An ongoing challenge has been constantly wondering where I came from. I think it is awesome to be able to have pride in where you’re from and understand the cultural norms of countries you represent, but for me, that is still a mystery. My birth mom is white, yet my skin is a mixed complexion. There is no way to overcome this without getting closure on the issue.

In the meantime, I have found my identity in Christ. Besides being born into this world and into an unknown story, I am known by Christ, and I am known as His. That truth helps me cope and guides me daily. The relationship I have with Him reminds me that I was uniquely made for His purpose. Despite not having a clear answer to this particular challenge yet, I know practicing patience is also part of the journey of life.

I had other challenges, of course. I wished that adoption and the process of it was more weaved into my life, vs hearing about it sporadically. Or I wish I were not the only one, a part from my twin in our peer groups that knew about adoptions. I wish adoption conversations were normal, more frequent and not only about animals.  It becomes tiresome reading about the good white couples (the “savior” complex) that adopt children of different races and or from other countries. Being a transracial adoptee is not always fun when the white majority all around you does not understand the complexities of race in America.

Being adopted is all I know; growing up, I was well cared for and loved. I think I will always have questions, however, I mostly always feet grateful to my birth mom for placing us for adoption.

As the story goes, "Your birth mom had other kids, she could not afford more children," and I am appreciative of the choice she made. I believe my life was changed from a possible single mother household to a married family home. I was given opportunities many children of color do not often come into contact with due to my experience with white parents. Traveling the world, access, and opportunity to name a few things. They are still my immediate family and the family I see when I go home, however, being married to my husband, I also get to create a family in a new way.

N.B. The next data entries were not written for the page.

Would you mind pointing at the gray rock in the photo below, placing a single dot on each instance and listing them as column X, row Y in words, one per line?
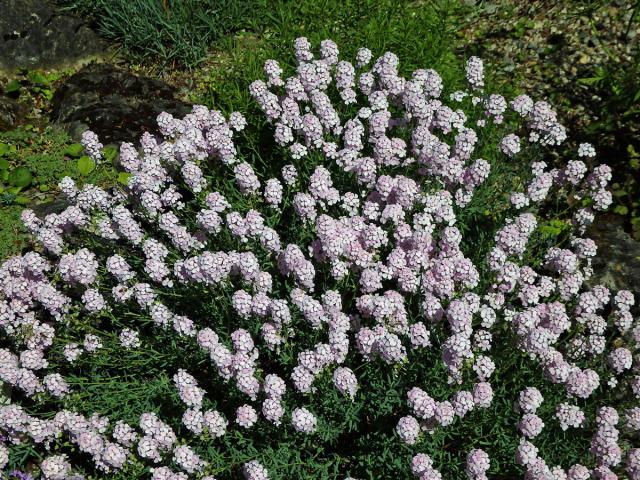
column 617, row 264
column 117, row 105
column 35, row 34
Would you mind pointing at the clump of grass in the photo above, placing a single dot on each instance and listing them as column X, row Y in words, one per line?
column 167, row 31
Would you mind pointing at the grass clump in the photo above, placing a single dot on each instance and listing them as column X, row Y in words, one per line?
column 170, row 31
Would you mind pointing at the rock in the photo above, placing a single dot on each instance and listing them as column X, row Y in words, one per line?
column 115, row 104
column 617, row 264
column 34, row 34
column 11, row 113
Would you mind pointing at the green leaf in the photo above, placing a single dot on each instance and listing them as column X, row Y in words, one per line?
column 86, row 165
column 12, row 86
column 110, row 152
column 589, row 80
column 38, row 78
column 20, row 177
column 123, row 178
column 74, row 150
column 621, row 210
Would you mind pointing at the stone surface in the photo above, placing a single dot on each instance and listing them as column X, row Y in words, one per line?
column 115, row 104
column 11, row 113
column 617, row 264
column 35, row 34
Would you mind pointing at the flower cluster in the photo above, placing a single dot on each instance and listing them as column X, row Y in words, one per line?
column 347, row 269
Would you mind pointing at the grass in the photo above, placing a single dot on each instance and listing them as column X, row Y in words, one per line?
column 170, row 32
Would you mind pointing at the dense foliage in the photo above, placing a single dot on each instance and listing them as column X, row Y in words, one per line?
column 168, row 31
column 367, row 283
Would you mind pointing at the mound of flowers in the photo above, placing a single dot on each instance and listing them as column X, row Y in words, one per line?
column 398, row 283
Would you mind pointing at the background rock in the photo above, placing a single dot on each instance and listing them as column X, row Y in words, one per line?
column 33, row 34
column 617, row 264
column 115, row 104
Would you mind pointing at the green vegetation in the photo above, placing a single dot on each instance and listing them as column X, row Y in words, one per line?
column 171, row 32
column 32, row 162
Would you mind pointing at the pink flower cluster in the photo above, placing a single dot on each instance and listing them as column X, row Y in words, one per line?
column 411, row 161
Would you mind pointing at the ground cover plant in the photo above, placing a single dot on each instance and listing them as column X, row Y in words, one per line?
column 388, row 275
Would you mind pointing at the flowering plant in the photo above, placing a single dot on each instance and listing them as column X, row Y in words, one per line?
column 361, row 299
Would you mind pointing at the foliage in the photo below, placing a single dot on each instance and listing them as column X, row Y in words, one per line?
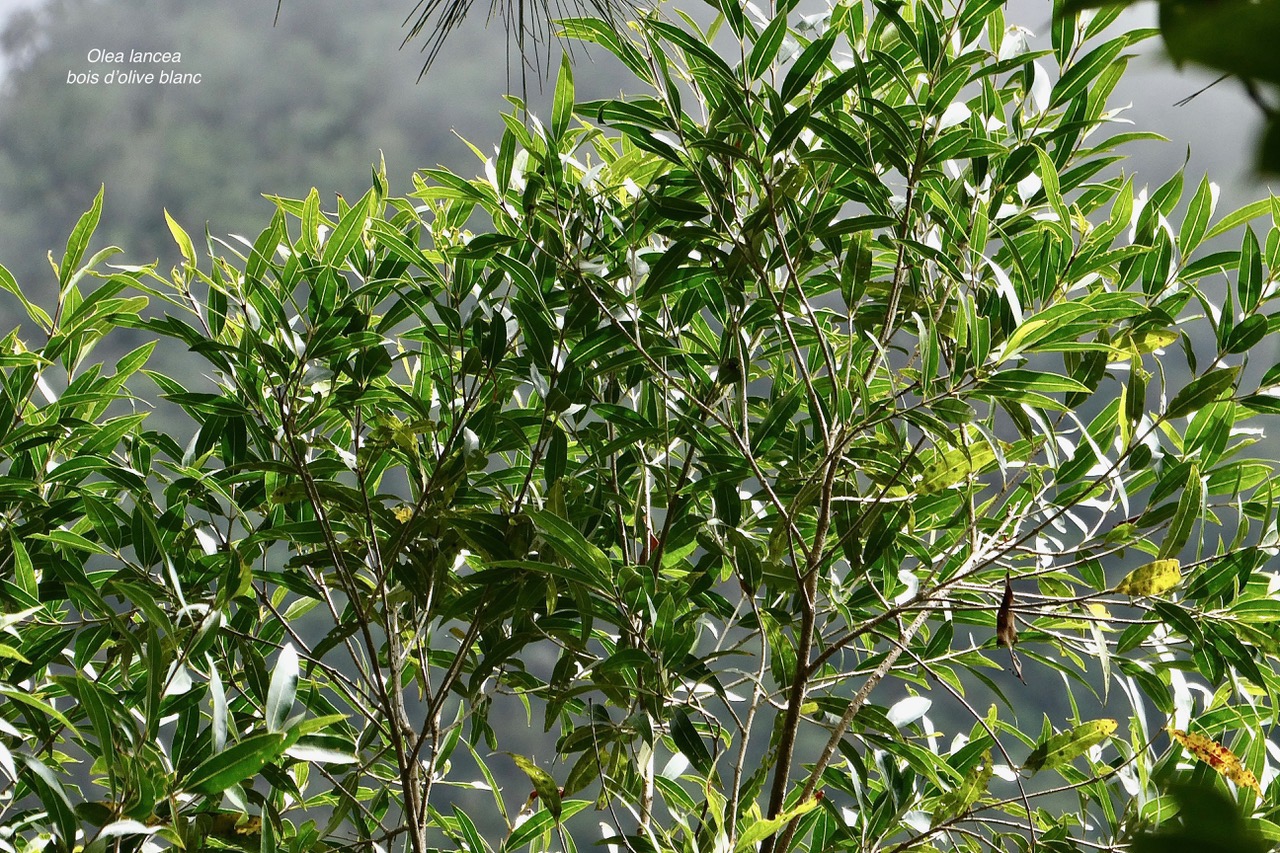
column 702, row 432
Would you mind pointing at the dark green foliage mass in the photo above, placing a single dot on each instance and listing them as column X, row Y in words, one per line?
column 721, row 433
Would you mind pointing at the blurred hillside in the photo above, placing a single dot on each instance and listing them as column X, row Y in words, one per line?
column 310, row 101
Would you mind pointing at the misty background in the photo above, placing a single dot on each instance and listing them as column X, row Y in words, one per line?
column 316, row 97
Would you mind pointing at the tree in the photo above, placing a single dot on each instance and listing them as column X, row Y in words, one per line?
column 728, row 433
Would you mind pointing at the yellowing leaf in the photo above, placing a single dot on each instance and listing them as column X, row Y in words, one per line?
column 544, row 785
column 955, row 466
column 959, row 799
column 1217, row 757
column 767, row 826
column 1151, row 579
column 1064, row 747
column 1144, row 341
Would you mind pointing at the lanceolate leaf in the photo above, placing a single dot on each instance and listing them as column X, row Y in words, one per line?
column 958, row 801
column 236, row 763
column 1200, row 392
column 1151, row 579
column 1217, row 757
column 543, row 783
column 283, row 689
column 767, row 826
column 1061, row 748
column 954, row 466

I’m proud of being able to make others feel connected through the mutual connection of adoption. I’ve had some dreams to put into action, but risk-taking has been super hard for me. I have dreams of putting youth of color on planes, traveling to Malawi, and other places that have changed my life.

I’ve learned that adoption is something people feel awkward or uneasy asking about. As a transracial adoptee, telling a family story or posting a family photo, it is super obvious. The story of so many children, youth, and adult adoptees, however, is not as obvious. The challenges, the discomfort, the journey, and the joys are not often talked about. Sadly, our stories are ignored in the media and film, and people still feel awkward asking about adoption.

My story is important to bridge the gap, so many others who have a story can speak openly, and non-awkwardly about it.

Representation matters.

Our life experiences should not be taboo, and the more we can share, the more others can be - and will be - educated.